From Zero to Hero: Advancing Zero-Shot Foundation Models for Tabular Outlier Detection
Xueying Ding, Haomin Wen, Simon Klütterman, Leman Akoglu
TL;DR
OutFormer tackles the challenge of deploying outlier detection on new tabular tasks in the absence of labeled outliers by leveraging zero-shot in-context learning with a foundation-model approach. It extends FoMo-0D with a diverse mixture of synthetic priors (Gaussian Mixtures, Structural Causal Models, and Copulas) and a self-evolving curriculum guided by a multi-armed bandit to maximize learning progress across heterogeneous tasks. The model is pretrained entirely on synthetic data and, at inference, labels test instances through a forward pass using training data as context, enabling plug-and-play deployment with minimal latency. Empirical results across AdBench and two newly released large-scale OD benchmarks (OddBench and OvRBench) show state-of-the-art performance and robust generalization, with ablations validating the importance of priors diversity, the SEC curriculum, and context-based ensembling. This work highlights the practical potential of tabular foundation models for zero-shot OD and lays groundwork for future improvements in priors, training dynamics, and context optimization.
Abstract
Outlier detection (OD) is widely used in practice; but its effective deployment on new tasks is hindered by lack of labeled outliers, which makes algorithm and hyperparameter selection notoriously hard. Foundation models (FMs) have transformed ML, and OD is no exception: Shen et. al. (2025) introduced FoMo-0D, the first FM for OD, achieving remarkable performance against numerous baselines. This work introduces OUTFORMER, which advances FoMo-0D with (1) a mixture of synthetic priors and (2) self-evolving curriculum training. OUTFORMER is pretrained solely on synthetic labeled datasets and infers test labels of a new task by using its training data as in-context input.
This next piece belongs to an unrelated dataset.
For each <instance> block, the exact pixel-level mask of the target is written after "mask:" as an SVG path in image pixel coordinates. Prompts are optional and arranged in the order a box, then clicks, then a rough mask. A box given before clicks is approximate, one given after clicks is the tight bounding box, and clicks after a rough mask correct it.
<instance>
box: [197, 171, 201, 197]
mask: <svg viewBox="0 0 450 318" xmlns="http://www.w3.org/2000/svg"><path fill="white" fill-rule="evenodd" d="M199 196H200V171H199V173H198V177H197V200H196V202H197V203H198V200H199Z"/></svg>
Inference is fast and zero-shot, requiring merely forward pass and no labeled outliers. Thanks to in-context learning, it requires zero additional work-no OD model training or bespoke model selection-enabling truly plug-and-play deployment. OUTFORMER achieves state-of-the-art performance on the prominent AdBench, as well as two new large-scale OD benchmarks that we introduce, comprising over 1,500 datasets, while maintaining speedy inference.